Leetcode Problem 128: Longest Consecutive Sequence

Problem description:

Given an unsorted array of integers nums, return the length of the longest consecutive elements sequence.

You must write an algorithm that runs in O(n) time.

Python solution Link to heading


# leetcode_128.py

class Solution:
    def longestConsecutive(self, nums: list[int]) -> int:
        if len(nums) == 0:
            return 0
        elif len(nums) == 1:
            return 1
        sorted_nums = sorted(set(nums))
        n = len(sorted_nums)
        count = 1
        max_count = 0
        for i in range(1, n):
            # if gap between current and previous element is greater than 1,
            # break current chain count, and check if it's greater than the
            # last recorded longest consecutive chain
            if sorted_nums[i] - sorted_nums[i - 1] > 1:
                if count > max_count:
                    max_count = count
                count = 0
            # otherwise just increase current chain count
            count += 1

        return max(max_count, count)

I wasn’t really confident in this solution, especially when handling edge cases like when the input array is made of all the same number, or with only one number, but it passes all test cases, so I’ll take it!

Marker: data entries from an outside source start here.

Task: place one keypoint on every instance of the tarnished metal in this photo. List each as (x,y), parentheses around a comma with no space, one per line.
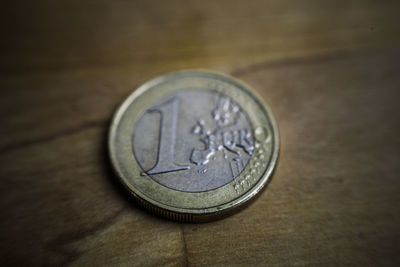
(193,145)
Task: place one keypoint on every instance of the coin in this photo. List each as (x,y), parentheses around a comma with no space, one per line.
(193,145)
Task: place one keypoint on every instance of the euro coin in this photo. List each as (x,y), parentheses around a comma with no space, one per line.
(193,145)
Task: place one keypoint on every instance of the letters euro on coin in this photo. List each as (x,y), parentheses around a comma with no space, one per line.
(193,145)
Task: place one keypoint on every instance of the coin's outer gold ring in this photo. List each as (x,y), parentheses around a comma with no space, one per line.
(186,206)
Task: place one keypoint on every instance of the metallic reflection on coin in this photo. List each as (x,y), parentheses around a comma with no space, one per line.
(193,145)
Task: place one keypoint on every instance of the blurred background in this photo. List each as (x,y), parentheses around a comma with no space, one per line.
(328,69)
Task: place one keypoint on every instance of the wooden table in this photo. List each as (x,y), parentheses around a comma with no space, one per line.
(328,69)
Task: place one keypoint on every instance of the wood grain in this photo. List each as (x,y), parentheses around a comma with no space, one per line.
(328,69)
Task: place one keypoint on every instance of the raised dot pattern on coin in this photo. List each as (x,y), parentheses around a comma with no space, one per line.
(193,145)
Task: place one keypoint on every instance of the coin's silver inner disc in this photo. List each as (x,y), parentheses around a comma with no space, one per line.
(193,140)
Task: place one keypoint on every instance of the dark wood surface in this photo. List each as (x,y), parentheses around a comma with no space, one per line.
(328,69)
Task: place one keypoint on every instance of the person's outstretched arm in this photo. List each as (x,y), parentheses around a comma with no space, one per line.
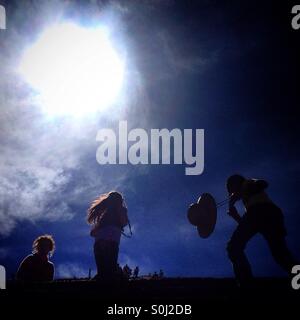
(233,213)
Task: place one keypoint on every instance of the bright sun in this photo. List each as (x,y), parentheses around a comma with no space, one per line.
(73,70)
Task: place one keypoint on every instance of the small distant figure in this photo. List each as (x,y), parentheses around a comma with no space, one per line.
(161,273)
(108,216)
(261,216)
(136,272)
(36,266)
(127,271)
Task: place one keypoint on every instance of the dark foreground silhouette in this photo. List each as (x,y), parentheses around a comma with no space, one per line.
(141,290)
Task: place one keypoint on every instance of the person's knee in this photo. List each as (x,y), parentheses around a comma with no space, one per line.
(234,251)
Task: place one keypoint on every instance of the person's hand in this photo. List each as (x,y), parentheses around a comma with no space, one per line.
(233,199)
(233,213)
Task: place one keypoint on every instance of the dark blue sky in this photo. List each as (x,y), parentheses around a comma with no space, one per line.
(225,67)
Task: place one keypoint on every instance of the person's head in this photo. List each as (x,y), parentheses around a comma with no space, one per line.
(43,245)
(112,200)
(235,183)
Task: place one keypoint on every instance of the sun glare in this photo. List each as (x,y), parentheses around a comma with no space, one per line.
(73,70)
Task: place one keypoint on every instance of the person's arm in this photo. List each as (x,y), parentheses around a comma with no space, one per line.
(255,186)
(50,275)
(123,217)
(233,213)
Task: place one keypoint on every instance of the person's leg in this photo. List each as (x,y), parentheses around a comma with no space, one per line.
(99,254)
(110,260)
(281,253)
(235,249)
(274,232)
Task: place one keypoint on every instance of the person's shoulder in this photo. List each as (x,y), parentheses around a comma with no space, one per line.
(29,258)
(254,185)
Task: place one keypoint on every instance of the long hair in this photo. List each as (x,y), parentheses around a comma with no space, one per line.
(102,204)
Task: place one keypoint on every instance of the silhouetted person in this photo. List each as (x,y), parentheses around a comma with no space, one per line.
(261,216)
(127,271)
(136,272)
(108,217)
(36,266)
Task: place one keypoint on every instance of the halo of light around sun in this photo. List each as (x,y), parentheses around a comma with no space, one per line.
(73,70)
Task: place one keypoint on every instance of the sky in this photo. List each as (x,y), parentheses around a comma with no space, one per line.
(225,67)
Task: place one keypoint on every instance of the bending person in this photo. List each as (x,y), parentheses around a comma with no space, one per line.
(36,266)
(261,216)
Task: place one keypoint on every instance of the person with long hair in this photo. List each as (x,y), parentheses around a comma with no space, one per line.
(36,266)
(108,216)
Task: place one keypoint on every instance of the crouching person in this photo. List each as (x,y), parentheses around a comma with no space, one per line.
(36,266)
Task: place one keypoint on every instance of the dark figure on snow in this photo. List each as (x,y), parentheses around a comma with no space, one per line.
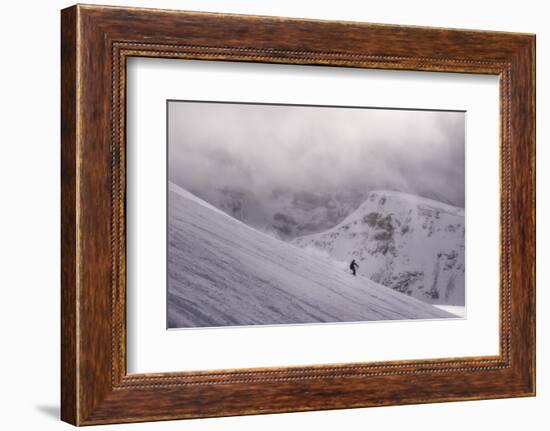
(353,266)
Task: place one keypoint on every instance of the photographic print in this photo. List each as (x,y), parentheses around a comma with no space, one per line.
(299,214)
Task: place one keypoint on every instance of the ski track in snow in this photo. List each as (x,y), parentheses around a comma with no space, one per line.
(222,272)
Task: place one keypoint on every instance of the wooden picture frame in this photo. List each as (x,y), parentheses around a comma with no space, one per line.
(95,43)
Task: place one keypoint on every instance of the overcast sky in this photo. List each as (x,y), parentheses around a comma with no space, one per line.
(264,147)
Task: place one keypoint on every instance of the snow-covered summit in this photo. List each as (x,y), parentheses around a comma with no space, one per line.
(412,244)
(222,272)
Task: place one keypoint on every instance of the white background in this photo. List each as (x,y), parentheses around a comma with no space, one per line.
(151,348)
(29,217)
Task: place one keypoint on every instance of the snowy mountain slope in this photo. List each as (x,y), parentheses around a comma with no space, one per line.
(413,244)
(284,213)
(222,272)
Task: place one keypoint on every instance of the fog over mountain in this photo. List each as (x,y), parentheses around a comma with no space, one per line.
(296,170)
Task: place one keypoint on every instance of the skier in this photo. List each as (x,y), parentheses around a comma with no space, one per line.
(353,266)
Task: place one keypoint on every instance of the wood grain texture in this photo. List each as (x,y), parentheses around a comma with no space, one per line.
(96,41)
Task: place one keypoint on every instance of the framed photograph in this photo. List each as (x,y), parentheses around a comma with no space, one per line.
(262,214)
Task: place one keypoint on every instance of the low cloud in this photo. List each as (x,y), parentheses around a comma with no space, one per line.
(261,148)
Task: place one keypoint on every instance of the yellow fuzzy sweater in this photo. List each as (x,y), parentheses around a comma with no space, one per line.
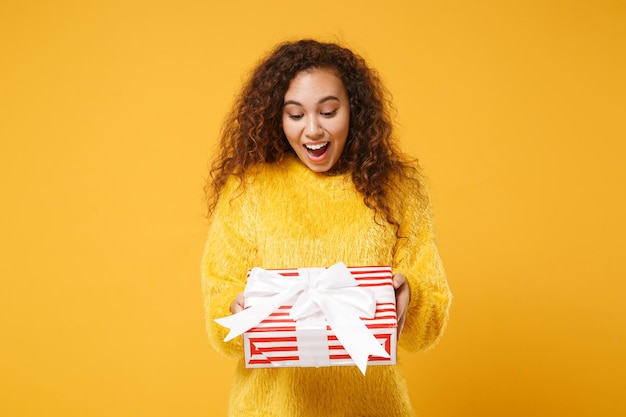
(287,217)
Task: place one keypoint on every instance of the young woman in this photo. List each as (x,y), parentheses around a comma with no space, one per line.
(309,175)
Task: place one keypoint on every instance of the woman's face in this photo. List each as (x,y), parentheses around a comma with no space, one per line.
(316,118)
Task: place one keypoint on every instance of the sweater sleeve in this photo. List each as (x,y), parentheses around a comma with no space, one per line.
(417,257)
(229,252)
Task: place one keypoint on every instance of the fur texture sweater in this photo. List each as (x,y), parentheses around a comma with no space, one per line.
(288,216)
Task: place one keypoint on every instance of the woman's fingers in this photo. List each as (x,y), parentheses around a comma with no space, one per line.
(403,296)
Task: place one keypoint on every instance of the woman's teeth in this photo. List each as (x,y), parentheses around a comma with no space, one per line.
(316,147)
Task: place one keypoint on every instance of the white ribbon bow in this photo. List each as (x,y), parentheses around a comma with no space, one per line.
(321,295)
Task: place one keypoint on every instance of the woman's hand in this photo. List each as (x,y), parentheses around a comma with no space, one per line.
(237,305)
(403,296)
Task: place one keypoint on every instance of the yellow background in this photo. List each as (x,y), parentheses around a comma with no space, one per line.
(109,111)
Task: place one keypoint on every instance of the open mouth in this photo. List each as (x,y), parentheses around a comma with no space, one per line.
(317,150)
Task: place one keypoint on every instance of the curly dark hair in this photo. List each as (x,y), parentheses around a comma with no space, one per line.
(253,134)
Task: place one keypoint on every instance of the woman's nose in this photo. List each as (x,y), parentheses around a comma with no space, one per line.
(314,128)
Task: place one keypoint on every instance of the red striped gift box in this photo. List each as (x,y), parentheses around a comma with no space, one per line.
(274,343)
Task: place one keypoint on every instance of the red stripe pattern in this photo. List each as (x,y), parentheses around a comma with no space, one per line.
(273,343)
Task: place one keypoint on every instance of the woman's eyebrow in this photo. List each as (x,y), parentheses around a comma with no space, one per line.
(323,100)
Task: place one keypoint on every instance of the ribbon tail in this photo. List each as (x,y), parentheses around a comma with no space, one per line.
(355,337)
(243,321)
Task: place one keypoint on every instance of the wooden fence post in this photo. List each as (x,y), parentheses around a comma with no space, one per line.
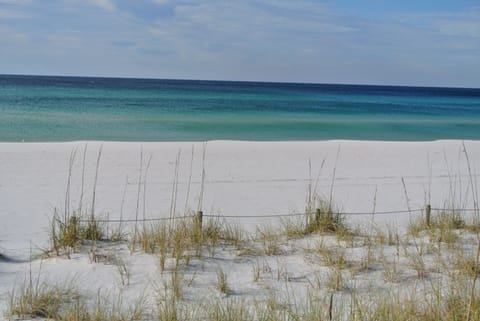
(428,211)
(200,219)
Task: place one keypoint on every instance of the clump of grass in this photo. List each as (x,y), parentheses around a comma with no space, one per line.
(270,240)
(325,219)
(35,299)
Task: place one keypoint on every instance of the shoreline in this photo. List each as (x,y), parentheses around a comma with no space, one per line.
(381,186)
(241,178)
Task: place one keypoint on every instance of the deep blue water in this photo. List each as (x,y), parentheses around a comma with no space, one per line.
(41,108)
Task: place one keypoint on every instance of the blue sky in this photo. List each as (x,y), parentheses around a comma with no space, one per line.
(345,41)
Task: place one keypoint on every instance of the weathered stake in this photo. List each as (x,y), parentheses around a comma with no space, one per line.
(428,211)
(199,219)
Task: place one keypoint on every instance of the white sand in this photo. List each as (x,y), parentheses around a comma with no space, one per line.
(242,178)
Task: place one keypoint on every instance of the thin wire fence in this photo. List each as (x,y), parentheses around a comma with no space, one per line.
(410,211)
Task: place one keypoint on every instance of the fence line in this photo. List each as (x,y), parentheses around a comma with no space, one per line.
(276,215)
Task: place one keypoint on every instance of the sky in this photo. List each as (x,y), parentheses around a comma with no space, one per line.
(391,42)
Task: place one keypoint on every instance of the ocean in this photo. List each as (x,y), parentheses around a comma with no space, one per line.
(45,108)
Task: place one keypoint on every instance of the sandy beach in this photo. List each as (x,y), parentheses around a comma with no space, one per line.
(241,179)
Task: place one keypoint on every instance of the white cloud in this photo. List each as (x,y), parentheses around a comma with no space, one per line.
(12,14)
(108,5)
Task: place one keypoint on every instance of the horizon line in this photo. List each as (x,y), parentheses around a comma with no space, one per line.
(238,81)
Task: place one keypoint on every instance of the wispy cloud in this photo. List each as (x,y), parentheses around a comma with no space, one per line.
(304,40)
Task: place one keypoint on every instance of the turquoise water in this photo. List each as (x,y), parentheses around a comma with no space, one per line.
(72,108)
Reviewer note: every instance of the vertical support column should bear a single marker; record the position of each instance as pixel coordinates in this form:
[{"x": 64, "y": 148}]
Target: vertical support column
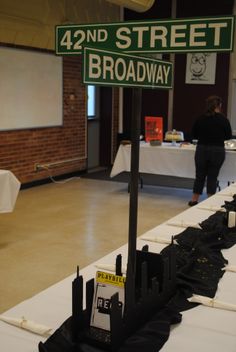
[{"x": 133, "y": 206}]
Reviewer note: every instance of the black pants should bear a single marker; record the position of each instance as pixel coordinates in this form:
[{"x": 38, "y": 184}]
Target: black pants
[{"x": 208, "y": 161}]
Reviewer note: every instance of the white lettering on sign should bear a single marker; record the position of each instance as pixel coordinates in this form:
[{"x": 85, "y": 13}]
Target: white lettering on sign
[
  {"x": 89, "y": 36},
  {"x": 158, "y": 33},
  {"x": 154, "y": 36},
  {"x": 120, "y": 34},
  {"x": 118, "y": 69},
  {"x": 159, "y": 36},
  {"x": 217, "y": 27},
  {"x": 194, "y": 33},
  {"x": 177, "y": 34}
]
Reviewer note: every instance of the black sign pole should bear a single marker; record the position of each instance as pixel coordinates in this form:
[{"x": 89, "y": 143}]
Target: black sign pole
[{"x": 133, "y": 206}]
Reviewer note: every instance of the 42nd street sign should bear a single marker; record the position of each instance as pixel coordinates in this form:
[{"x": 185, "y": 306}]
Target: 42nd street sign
[
  {"x": 104, "y": 67},
  {"x": 153, "y": 36}
]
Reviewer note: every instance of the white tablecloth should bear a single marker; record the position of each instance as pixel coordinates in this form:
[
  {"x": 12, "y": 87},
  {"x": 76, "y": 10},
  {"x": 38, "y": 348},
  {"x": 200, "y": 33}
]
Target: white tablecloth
[
  {"x": 169, "y": 160},
  {"x": 9, "y": 188},
  {"x": 202, "y": 328}
]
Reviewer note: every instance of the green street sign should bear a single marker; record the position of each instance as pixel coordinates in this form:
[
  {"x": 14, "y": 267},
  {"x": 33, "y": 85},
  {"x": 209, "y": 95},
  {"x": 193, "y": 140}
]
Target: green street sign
[
  {"x": 104, "y": 67},
  {"x": 154, "y": 36}
]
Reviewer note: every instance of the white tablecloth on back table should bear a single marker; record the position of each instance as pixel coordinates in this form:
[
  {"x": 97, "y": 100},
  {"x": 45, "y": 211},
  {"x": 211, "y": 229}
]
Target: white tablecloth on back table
[
  {"x": 169, "y": 160},
  {"x": 9, "y": 188}
]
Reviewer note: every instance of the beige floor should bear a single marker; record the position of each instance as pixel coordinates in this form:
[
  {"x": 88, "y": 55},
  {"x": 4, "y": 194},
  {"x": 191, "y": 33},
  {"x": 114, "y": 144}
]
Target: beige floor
[{"x": 56, "y": 227}]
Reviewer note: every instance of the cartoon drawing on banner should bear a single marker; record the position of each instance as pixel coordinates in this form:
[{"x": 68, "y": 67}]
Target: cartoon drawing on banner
[{"x": 200, "y": 68}]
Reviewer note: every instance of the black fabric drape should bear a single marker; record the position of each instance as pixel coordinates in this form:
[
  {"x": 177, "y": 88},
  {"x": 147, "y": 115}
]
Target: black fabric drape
[{"x": 199, "y": 269}]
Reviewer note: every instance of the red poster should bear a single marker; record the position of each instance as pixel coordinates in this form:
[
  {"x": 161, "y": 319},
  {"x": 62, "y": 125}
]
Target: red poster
[{"x": 153, "y": 128}]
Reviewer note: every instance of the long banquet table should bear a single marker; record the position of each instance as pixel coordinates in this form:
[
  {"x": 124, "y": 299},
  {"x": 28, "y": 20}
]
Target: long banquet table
[
  {"x": 202, "y": 328},
  {"x": 9, "y": 188},
  {"x": 169, "y": 160}
]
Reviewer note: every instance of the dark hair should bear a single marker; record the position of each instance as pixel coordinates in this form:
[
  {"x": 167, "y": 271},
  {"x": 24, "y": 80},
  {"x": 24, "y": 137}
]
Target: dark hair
[{"x": 212, "y": 103}]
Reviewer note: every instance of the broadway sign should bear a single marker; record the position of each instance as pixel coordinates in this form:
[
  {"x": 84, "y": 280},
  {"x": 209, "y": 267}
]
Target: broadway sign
[
  {"x": 119, "y": 69},
  {"x": 154, "y": 36}
]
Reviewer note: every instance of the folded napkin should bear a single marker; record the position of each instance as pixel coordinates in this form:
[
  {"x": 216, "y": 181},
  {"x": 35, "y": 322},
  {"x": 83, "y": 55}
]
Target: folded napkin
[
  {"x": 183, "y": 223},
  {"x": 109, "y": 267},
  {"x": 28, "y": 325},
  {"x": 156, "y": 239},
  {"x": 230, "y": 268},
  {"x": 212, "y": 302},
  {"x": 211, "y": 207}
]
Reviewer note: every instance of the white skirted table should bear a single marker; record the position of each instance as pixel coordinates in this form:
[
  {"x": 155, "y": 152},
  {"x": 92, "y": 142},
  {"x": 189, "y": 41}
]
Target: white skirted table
[
  {"x": 170, "y": 160},
  {"x": 202, "y": 328},
  {"x": 9, "y": 189}
]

Python statistics Link to heading
Runtime: 473 ms - beats 50.44% of python3 submissions.
Memory Usage: 28.5 MB - beats 27.06% of python3 submissions.
Complexity analysis Link to heading
  • Time: $ O(n) $, because of the for loop and not because of sorted(), since it runs in $ O(n ~ log ~ n) $ and not $ O(n) $.

    In truth, I’m not too sure if the for loop is truly the most expensive operation, since it’s true that it runs $ n $ times but all the operations inside it run in $ O(1) $. From this point of view the most expensive operation would be the sorting, and thus overall runtime would be $ O(n ~ log ~ n) $.

  • Space: $ O(n) $ because we create a sorted list out of the input array. We could have $ O(1) $ if we sorted the array in place, but I try to avoid doing that if possible, as to keep input separated from data structures generated within the driver/solution code.